Le chômage des jeunes au Cameroun est un enjeu majeur qui exige des solutions concrètes et durables. Pour y remédier, une politique industrielle bien structurée pourrait stimuler la création d’emplois en exploitant les ressources naturelles locales et en développant des secteurs porteurs tels que l’agriculture, les nouvelles technologies, les industries de transformation etc…
La mise en place d’une formation professionnelle ciblée et alignée sur les besoins des entreprises est essentielle pour doter les jeunes des compétences nécessaires. Parallèlement, promouvoir l’entrepreneuriat grâce à des programmes de soutien financier et technique peut encourager la création de nouvelles opportunités économiques.
Enfin, investir dans les infrastructures économiques, notamment les routes, le chemin de fer, les ports et le numérique, renforcera l’attractivité du Cameroun et facilitera l’intégration des jeunes dans le tissu économique. »
Introduction.
Le Cameroun, souvent qualifié d’« Afrique en miniature », est un pays doté d’une richesse naturelle diversifiée et d’une population dynamique, dont plus de 60 % a moins de 25 ans. Cependant, cette jeunesse se trouve en proie à des difficultés croissantes pour trouver des emplois décents.
Selon l’Institut National de la Statistique (INS), près de 70 % des emplois sont dans le secteur informel, avec des salaires très faibles et aucune sécurité sociale. Les jeunes, qui représentent une proportion importante de la population active, sont les principales victimes de cette situation.
« Je suis diplômé en sciences économiques depuis cinq ans, mais je travaille comme mototaximan pour survivre », confie Jean-Marc Essousse, 28 ans, un jeune de Douala.
Ce témoignage illustre l’écart entre les aspirations académiques et les réalités du marché de l’emploi.

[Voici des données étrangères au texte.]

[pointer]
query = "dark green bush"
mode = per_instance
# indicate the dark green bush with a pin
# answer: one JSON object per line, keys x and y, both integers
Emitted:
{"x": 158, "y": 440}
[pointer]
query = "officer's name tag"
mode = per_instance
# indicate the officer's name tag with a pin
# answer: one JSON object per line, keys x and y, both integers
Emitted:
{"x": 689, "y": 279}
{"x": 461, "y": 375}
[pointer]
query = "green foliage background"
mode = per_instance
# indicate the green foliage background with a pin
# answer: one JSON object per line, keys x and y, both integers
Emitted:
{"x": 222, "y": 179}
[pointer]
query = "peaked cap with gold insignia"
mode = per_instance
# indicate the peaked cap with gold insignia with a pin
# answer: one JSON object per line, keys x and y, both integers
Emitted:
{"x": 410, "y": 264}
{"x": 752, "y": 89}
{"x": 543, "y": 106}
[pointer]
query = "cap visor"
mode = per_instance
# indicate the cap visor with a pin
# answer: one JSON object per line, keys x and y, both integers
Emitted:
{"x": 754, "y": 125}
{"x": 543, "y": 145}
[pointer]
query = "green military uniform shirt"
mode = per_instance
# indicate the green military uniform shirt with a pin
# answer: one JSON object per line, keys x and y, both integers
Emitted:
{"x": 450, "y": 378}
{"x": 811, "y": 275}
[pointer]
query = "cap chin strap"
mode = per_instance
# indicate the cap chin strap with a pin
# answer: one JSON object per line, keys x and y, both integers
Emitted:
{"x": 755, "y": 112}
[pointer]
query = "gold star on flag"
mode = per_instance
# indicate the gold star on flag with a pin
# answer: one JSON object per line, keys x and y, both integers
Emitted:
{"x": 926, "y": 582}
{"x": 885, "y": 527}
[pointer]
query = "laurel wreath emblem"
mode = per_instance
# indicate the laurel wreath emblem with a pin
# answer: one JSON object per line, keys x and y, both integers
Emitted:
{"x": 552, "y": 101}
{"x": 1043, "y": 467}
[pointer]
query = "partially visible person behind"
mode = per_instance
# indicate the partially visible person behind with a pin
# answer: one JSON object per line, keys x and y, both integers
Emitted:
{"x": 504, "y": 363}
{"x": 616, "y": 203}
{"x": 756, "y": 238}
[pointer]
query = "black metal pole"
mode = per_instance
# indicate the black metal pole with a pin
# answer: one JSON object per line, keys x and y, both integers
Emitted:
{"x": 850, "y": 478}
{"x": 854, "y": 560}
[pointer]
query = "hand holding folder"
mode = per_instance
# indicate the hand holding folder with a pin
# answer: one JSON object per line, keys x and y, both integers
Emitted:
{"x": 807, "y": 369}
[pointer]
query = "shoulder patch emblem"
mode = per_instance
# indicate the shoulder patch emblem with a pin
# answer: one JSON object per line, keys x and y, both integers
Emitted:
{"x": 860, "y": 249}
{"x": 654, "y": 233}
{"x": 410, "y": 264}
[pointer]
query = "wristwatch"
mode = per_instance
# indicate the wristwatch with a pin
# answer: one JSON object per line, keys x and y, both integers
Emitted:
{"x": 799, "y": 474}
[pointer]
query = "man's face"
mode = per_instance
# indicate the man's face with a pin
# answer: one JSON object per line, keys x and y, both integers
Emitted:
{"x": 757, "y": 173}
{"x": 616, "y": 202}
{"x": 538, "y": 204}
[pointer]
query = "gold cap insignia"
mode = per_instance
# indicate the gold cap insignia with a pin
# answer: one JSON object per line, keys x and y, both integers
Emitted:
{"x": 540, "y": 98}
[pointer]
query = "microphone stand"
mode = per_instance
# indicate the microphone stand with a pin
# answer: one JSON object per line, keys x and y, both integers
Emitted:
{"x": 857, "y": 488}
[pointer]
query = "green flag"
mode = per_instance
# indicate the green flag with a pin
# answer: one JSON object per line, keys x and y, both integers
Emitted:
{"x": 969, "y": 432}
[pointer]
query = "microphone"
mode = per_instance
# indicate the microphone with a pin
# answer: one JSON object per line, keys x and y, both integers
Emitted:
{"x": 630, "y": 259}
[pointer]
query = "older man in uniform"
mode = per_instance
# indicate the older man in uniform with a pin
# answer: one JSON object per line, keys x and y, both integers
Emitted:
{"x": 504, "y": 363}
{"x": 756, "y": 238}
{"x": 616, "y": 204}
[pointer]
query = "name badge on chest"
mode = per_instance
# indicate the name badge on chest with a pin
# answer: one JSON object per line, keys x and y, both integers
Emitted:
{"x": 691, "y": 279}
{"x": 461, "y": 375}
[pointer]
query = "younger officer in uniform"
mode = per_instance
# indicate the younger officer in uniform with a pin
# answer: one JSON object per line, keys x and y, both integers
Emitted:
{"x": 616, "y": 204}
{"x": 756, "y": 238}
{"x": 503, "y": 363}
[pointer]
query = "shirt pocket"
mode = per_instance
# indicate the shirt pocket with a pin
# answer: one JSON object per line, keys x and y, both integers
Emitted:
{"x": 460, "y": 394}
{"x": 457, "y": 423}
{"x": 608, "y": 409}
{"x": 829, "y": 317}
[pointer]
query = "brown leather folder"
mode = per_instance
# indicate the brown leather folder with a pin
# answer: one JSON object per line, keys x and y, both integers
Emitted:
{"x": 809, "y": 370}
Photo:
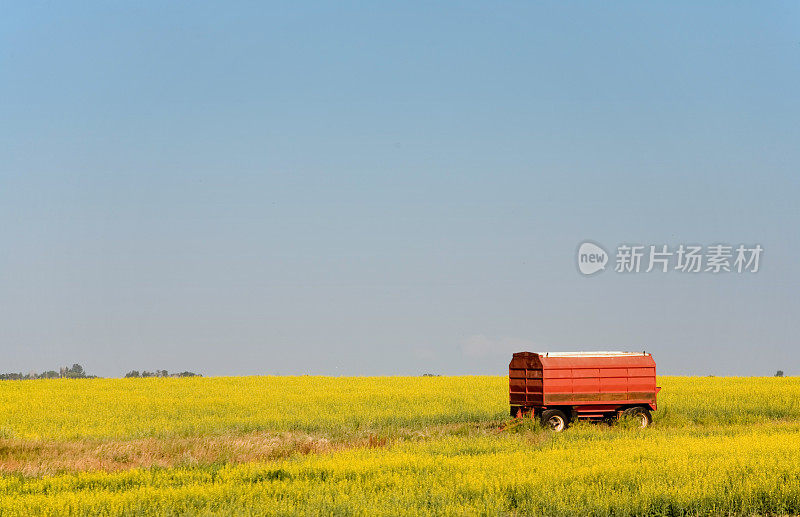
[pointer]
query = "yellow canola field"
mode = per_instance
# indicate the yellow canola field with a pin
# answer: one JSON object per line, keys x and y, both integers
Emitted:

Ce paradoxe, où la richesse des ressources contraste avec la précarité économique, suscite des questions cruciales :
Quelles en sont les causes profondes ?
Quelles solutions concrètes peuvent être mises en place pour inverser cette tendance et offrir des opportunités à la jeunesse camerounaise ?
Analyse des causes et blocages.
- Blocages économiques.
- Dépendance au secteur primaire : L’agriculture emploie environ 53 % de la population active, mais sa contribution au PIB reste faible (à peine 20 % selon la Banque Mondiale). Cette faible productivité limite la création de richesse et donc les opportunités d’emplois bien rémunérés. « Nous travaillons dur, mais les prix des produits agricoles sont si bas que nous ne pouvons pas embaucher de main-d’œuvre supplémentaire », explique M. Kenfack, exploitant agricole à Dschang.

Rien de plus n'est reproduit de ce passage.